Comparison also caught up with me when I was visiting a dear friend.  She has a beautifully dressed home and everything seems to have the perfect place.  Her art is neatly hung and her knick knacks are Anthropologie-esque.  As much as I enjoyed this sweet friend's conversation, I left feeling slightly less-than.

Comparison fights for my attention almost daily on Instagram and Facebook and Pinterest.

My problem with comparison even showed up when I was having a conversation with my husband about how a certain friend seems to have it all together.  He confidently told me, "Babe, there will always be people that have more than us and people that have less than us.  We have to find what's right for our family."

Boy, I needed to hear those words.

This comparison battle is rooted deep in my brain and heart.  It started when I was an elementary kid begging my parents for a pair of Guess shorts and continued into high school when I wanted a new car and my hair a certain way (not brown and frizzy) and wishing the 'cool' kids at school would invite me to their parties on Saturday night.
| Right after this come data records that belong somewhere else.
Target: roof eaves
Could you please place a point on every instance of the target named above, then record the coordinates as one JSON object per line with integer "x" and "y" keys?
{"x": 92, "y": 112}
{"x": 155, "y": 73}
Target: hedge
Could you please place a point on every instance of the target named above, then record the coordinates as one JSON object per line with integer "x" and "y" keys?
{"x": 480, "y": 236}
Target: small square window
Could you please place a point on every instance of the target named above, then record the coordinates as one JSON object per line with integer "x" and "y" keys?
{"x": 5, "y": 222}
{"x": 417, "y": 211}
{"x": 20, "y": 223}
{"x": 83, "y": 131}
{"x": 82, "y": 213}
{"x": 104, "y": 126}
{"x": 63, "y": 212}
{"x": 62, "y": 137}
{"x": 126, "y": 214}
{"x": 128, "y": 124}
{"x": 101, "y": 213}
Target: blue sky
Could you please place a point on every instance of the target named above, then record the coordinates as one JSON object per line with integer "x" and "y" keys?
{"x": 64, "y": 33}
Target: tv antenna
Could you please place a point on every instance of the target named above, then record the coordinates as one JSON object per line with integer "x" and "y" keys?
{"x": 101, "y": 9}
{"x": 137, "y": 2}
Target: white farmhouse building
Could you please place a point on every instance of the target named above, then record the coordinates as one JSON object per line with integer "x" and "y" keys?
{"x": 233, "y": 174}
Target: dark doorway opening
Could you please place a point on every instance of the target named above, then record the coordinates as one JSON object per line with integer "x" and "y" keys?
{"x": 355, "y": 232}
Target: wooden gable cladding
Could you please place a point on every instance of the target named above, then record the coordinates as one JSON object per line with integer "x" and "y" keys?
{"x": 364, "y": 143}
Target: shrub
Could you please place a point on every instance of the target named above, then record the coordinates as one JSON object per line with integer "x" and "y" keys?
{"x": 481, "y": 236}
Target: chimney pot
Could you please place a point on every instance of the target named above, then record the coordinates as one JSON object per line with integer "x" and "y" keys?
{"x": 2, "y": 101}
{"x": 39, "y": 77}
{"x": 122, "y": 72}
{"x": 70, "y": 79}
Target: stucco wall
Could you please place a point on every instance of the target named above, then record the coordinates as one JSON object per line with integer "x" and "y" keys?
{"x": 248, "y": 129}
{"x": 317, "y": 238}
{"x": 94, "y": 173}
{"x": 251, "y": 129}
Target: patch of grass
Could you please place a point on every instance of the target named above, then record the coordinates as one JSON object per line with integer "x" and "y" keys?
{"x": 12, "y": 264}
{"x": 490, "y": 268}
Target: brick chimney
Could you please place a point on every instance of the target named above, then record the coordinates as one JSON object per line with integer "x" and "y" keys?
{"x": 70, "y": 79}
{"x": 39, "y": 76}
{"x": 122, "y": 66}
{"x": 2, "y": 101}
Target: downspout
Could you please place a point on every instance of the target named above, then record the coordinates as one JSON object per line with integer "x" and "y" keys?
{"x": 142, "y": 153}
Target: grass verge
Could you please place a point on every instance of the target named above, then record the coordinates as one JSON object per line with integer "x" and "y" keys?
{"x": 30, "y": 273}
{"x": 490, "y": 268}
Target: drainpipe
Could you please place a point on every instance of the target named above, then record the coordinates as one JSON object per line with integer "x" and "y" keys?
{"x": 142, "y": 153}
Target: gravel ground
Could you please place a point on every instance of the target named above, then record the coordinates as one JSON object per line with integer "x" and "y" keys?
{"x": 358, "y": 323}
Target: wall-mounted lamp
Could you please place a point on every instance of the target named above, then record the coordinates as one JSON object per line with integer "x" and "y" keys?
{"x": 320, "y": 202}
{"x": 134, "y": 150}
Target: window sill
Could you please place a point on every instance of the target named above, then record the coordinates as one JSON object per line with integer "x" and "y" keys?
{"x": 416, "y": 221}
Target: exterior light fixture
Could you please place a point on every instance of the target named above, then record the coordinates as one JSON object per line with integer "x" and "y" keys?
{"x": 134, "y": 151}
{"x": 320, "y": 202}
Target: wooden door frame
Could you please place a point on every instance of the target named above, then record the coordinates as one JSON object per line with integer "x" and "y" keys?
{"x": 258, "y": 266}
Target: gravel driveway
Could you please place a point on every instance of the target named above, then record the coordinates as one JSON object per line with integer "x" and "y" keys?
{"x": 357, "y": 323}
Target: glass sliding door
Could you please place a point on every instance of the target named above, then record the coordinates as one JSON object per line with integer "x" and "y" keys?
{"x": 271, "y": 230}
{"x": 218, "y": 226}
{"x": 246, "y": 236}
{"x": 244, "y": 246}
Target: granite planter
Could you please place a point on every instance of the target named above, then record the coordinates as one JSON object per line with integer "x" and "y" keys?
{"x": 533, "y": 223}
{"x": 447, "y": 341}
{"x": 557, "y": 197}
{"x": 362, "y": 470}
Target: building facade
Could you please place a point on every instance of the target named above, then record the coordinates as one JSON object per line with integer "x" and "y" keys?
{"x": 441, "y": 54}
Honestly, I thought I was over the comparison thing once I hit thirty.  I finally felt confident in the person God created me to be and was trying to live out His perfect plan for me.  So, you can imagine my surprise when I felt the unwelcome feelings of inferiority the past few months.  It's still there, sneaking up on me, trying to steal my joy.

I am genuinely happy for the moms with hot bods and the friend who loves decorating and the women on Instagram who are posting the most beautiful pictures of their babes and families.  They are living their life authentically and I am happy for them.  Aha moment, I'm not so happy with me.

I have started to pray about this comparison problem and have asked God to heal my brain and my heart from the lies it sometimes tells.  I want to be joyful and confident and free from the ridiculousness that is comparison.  And I know that I know that I know I will have to be intentional about refusing to listen to the voice in my head telling me I'm not enough.

Kevin doesn't mind my squishy, mommy midsection.  My babes don't care whether I have a curated living room.  And you better believe not one of my people care what my Instagram feed looks like on a daily basis.  Oh, and the God of the universe loves me in spite of all my failures and shortcomings and negative self talk.  They love me and I need to start loving me more, as I am.

Comparison is the thief of joy.  And I don't want to waste one more precious moment thinking about what I don't have and be joyful about what I do have.  I refuse to let the dirty lie of comparison steal the joy that God has placed in my life: my family, my friends, and my faith.

A flower does not think of competing with the flower next to it.  It just blooms.

I need to just start blooming already.

1 comment:

  1. This is excellent Vanessa! So raw and so true of all of us! I am so glad you are choosing joy and not allowing comparison to steal it! You are so gifted and this blog alone is and will be a Blessing to many women!